Interior minister Theresa May said the device, found at a British airport on Friday, was a working bomb that could have exploded.
"The target may have been an aircraft and had it detonated the aircraft could have been brought down," May said after a meeting of a government crisis committee.
Prime Minister David Cameron said authorities believed the device was "designed to go off" aboard the plane. He said he could not rule out the intention may have been to explode the bomb on British soil.
The government said it would immediately stop the movement of air freight from Yemen into or through Britain. That included air cargo brought in on indirect flights from the country.
Two U.S.-bound packages from Yemen containing explosive material were intercepted in Britain and Dubai on Friday, in what President Barack Obama called a "credible terrorist threat."
The device found in Britain was taken off a cargo plane at East Midlands airport north of London. British police said it was trans-shipped at Cologne Bonn airport in northwest Germany.
Direct cargo and passenger flights from Yemen to Britain were suspended in January, following an attempt to bomb an aircraft destined for Detroit.
British media described the bomb as a print-toner cartridge, covered with white powder, with wires protruding from it.
Aviation expert Chris Yates told BBC Radio his sources had told him the device was very carefully concealed with a "mobile phone attached to it," which might have acted as a detonator.
Security experts have linked the bombs to al Qaeda.
SPY CHIEF WARNING
Only on Thursday Britain's top spy, MI6 chief John Sawers, in the first public speech by a serving UK espionage boss, said terrorism might hit the West again "at huge human cost."
Britain has regularly been a focus of Islamist militant plots. In the worst attack in Britain, suicide bombers killed 52 people on the London transport network on July 7, 2005.

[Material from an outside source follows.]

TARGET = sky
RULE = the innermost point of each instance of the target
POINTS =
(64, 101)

The latest incident brought back memories of August 2006 when British police said they had thwarted a plot to blow up several U.S.-bound airliners over the Atlantic using liquid explosives.
That plot caused chaos at British airports as authorities imposed tough restrictions on carry-on luggage.
This time, there was little public alarm and no sign of increased security at airports which were operating normally.
Philip Baum, editor of Aviation Security International, told Reuters freight security had long been regarded as vulnerable.
"From an aviation point of view it demonstrates the limitations of the existing system vis-a-vis cargo security," he said.